Connector-Specific Notes

• Body-embedded credentials: Authorize.net's BodyKey auth places credentials inside every request payload as {"merchantAuthentication": {"name": "{api_login_id}", "transactionKey": "{transaction_key}"}}. There is no Authorization header on payment requests — auth is validated by Authorize.net when it parses the request body.

• Credentials location: API Login ID and Transaction Key are found in your Authorize.net dashboard under Account → Security Settings.

• Payment method configuration: Configure accepted payment methods in your Authorize.net dashboard under Account → Digital Payment Solutions.

• Capture methods supported: Automatic, Manual, SequentialAutomatic.

• SetupMandate: Supported for applicable payment methods.

• Authorize.net is a Visa solution focused on the US market — it is a widely-used payment gateway for US merchants accepting credit cards and ACH payments.

• For a full list of supported payment methods, visit hyperswitch.io/pm-list.

Activating Authorize.net via Hyperswitch

Prerequisites

1. You need to be registered with Authorize.net. Sign up at authorize.net.

2. You should have a registered Hyperswitch account, accessible from the Hyperswitch control center.

3. The API Login ID and Transaction Key are found in your Authorize.net dashboard under Account → Security Settings.

4. Configure accepted payment methods in your Authorize.net dashboard under Account → Digital Payment Solutions.

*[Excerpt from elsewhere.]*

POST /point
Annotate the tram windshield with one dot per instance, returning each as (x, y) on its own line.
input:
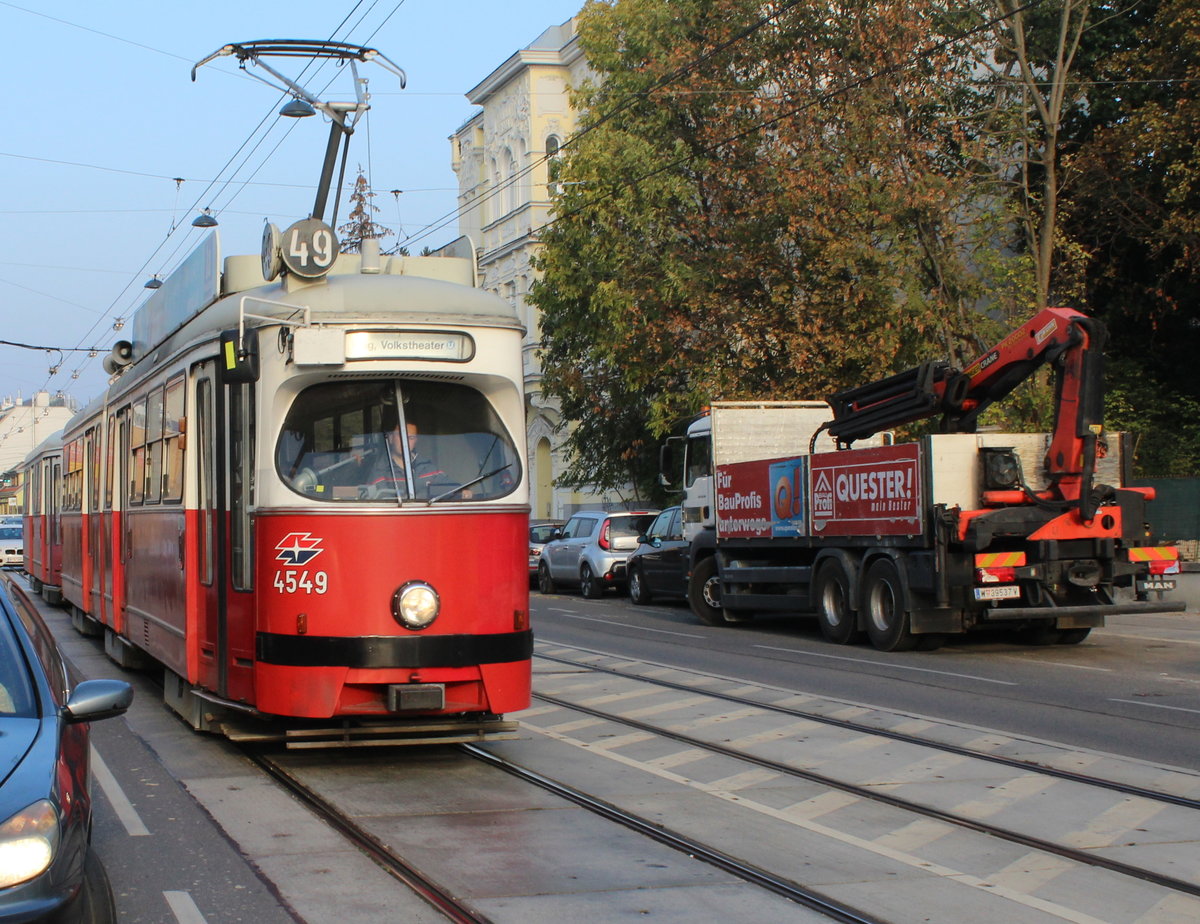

Steps to activate Authorize.net on the Hyperswitch control center

Responsibility Boundaries

Hyperswitch owns: routing decisions, retry scheduling, mandate record storage, and unified error code mapping. Authorize.net owns: payment execution, fraud filtering (Advanced Fraud Detection Suite), and ACH processing. Authorize.net's fraud filters run before authorization — a payment rejected by fraud rules is a pre-authorization rejection, not an authorization failure.

Hyperswitch owns: embedding credentials correctly in each request body. Authorize.net owns: validating those credentials on receipt. Auth errors from Authorize.net are returned inside the response body with code E00007 (not as HTTP 401) — Hyperswitch maps these to its unified error format.

Common Failure Modes

Authentication error inside response body Symptom: Requests return HTTP 200 but contain error code E00007 (User Authentication Failed). Fix: Verify the API Login ID and Transaction Key in Hyperswitch match your Authorize.net dashboard exactly. Auth errors are returned in the body, not as HTTP error codes.

Payment method not enabled Symptom: Specific payment methods (e.g. ACH, PayPal) fail with a feature not enabled error. Fix: Enable the required methods in your Authorize.net dashboard under Account → Digital Payment Solutions.

Fraud filter rejection Symptom: Payments are declined before authorization with a fraud-related reason code. Fix: Review and adjust your Authorize.net Advanced Fraud Detection Suite settings — these are configured entirely in Authorize.net, not in Hyperswitch.

Connector implementation: crates/hyperswitch_connectors/src/connectors/authorizedotnet.rs.